Ariel's Crossing - Bradford Morrow [154]
“There’s a lot of folks concerned about you.”
Kip didn’t have any response, so didn’t respond.
The other man asked if he was maybe feeling a little better.
“Yeah,” he answered quietly, though his insides were as raw as the day he first arrived at Rancho Pajarito. Felt like a famished mouse was gnawing its way back and forth through his guts. The rippling pain came and went in surges, which made him think that maybe the mouse had to rest, digest a little before starting again to tunnel around in the red dark. Kip tried not to complain. They supplemented the glucose with some pain reliever that was doing its work, more or less.
“Doctor said it was a good thing they found you when they did.”
This second man was standing, having entered the room a few minutes earlier. Kip sat on the side of the bed. They’d given him pajamas, garb as simple as the room he inhabited. His feet were bandaged and he had to make do with padding around in surgeon’s socks whenever time came to hit the loo.

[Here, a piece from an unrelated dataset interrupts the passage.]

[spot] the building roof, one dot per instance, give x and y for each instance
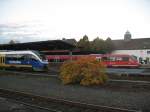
(132, 44)
(70, 41)
(40, 45)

“The basin’s not what I’d call a great place to take a stroll.”
“Even if it was legal.”
More of the same innocuous jive their colleagues had anted up over the last half dozen hours. For the most part, though he felt silly doing so, he had retorted with his correct name and rank—which had been useful to them—and unmatching serial numbers, which hadn’t made much difference one way or the other. For Kip, this reentry into a military habitat coaxed him back toward the tired mental geography of war. The dirt airstrip, its short runway in the mist. Thirsty yellow oxen driven by mountain farmers scarred by chemicals. A beautiful aircraft cartwheeling as its shellstruck flier pulled a nylon elevator, floating into the tiered black jungle.
But Kip knew it was a fool’s game. He pushed away all thoughts of battle madness and when that flaming personal curtain lifted, he could almost smell his mother’s arenas, cornmeal pancakes and maple syrup, as he looked at the blue floor of this military hospital not in Luang Prabang or Pakse or Saravane or anywhere else, but simply here in the country where he’d been born.
“What you said before about people being concerned,” he said. “Who do you mean?”
“Your lawyer, for one.”
“I don’t have a lawyer.”
“Just like you don’t have a family?”
The other man added, “The people up at Dripping Spring are asking after you, too.”
“There’s only one person at Dripping Spring, like I already said.”
“Three.”
“What’re their names?”
“We thought you’d like to tell us.”
“I’m sure he already gave you the information. It’s not like he went there in order to hide.”
“He’s right,” the standing man said. “Mr. Montoya identified himself. So did the others.”
“Well,” said Kip, neutrally.
“Maybe it’d be best to just fill him in on what we have and hope he’ll reciprocate,” proposed the seated man, then, to Kip, “Fair?”
Kip shrugged. Gamesters.
“The young guy’s name is Marcos Montoya and the woman is Ariel Rankin.”
Calm, even serene, Kip asked them why they were lying to him.
“That’s the pure, unadulterated truth. What makes you think we’d bother to lie?”
“Because in your position I might be inclined to do so.”
“We’ll keep that in mind.”
Kip lay back on the bed and closed his eyes. They were giving him the straight dope.
Ariel. She was finally here. Not just here, but with Delfino and Marcos at Dripping Spring. Spoke volumes about the girl—or no, about the woman. That she had accomplished such a feat. He knew. After all, he’d just been scraped off the floor of that same terrain. Imagine, Marcos and Delfino knew her, at least a little.